I had to address some issues with the Travis configuration to observe a successful build. The issue was due an issue with my Dist::Zilla (dzil
) configuration requiring a newer Perl than listed in the Travis configuration.
After some yak shaving, the second build demonstrated an older known bug, which pops up once in a while as a friendly reminder that I have to find the time to address this particular issue.

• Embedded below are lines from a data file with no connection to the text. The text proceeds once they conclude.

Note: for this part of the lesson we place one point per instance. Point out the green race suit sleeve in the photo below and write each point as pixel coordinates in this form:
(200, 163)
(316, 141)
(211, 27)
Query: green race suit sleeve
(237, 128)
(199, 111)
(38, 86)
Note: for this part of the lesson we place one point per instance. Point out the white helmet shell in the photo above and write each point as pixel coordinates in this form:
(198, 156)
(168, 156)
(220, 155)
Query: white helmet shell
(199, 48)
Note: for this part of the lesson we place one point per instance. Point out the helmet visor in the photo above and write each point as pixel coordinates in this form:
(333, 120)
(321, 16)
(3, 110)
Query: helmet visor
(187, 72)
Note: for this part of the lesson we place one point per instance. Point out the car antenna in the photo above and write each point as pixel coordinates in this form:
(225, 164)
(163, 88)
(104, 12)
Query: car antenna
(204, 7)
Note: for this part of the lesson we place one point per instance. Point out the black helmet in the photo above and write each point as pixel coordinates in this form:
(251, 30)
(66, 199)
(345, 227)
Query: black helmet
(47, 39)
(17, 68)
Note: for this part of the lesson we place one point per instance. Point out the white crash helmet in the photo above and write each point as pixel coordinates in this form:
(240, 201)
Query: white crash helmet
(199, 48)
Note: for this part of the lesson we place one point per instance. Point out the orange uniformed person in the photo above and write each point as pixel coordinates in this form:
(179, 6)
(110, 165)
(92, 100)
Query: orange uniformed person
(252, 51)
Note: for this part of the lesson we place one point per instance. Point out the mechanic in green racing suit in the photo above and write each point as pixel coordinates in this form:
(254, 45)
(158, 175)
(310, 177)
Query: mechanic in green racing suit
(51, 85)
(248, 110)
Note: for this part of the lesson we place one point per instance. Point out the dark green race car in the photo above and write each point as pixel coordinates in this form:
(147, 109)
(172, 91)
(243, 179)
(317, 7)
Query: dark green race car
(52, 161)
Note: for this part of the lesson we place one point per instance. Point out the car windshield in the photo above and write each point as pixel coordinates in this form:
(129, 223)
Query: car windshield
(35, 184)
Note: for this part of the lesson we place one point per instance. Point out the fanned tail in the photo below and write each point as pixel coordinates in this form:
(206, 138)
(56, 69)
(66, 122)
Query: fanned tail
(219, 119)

Anyway I was able to get a release shipped quite quickly, not because the bug was critical, but simply to avoid having PRs hanging around for too long and out of respect to the contributor - thanks again Oliver.
This brings me to emphasize some of the interesting aspects of my software development life cycle (SDLC), which was demonstrated with this release.
- The ability to evaluate issue reports and change requests easily
- The ability to build swiftly and immediately
- The ability release swiftly and immediately
The first part was bound to the branching strategy and having an established toolchain meaning: reviewing and consolidating changes (merge) and testing, all this using Perl, Dist::Zilla, Git/GitHub and the marvelous Perl test libraries.
The ability to perform continuous integration (CI) of an incoming change from a branch (pull request) to a master branch, being stable and always in a known state. Here using the same tools as listed above and Travis.
The third part, being packaging and releasing could be accomplished with ease. Using Dist::Zilla and PAUSE/CPAN.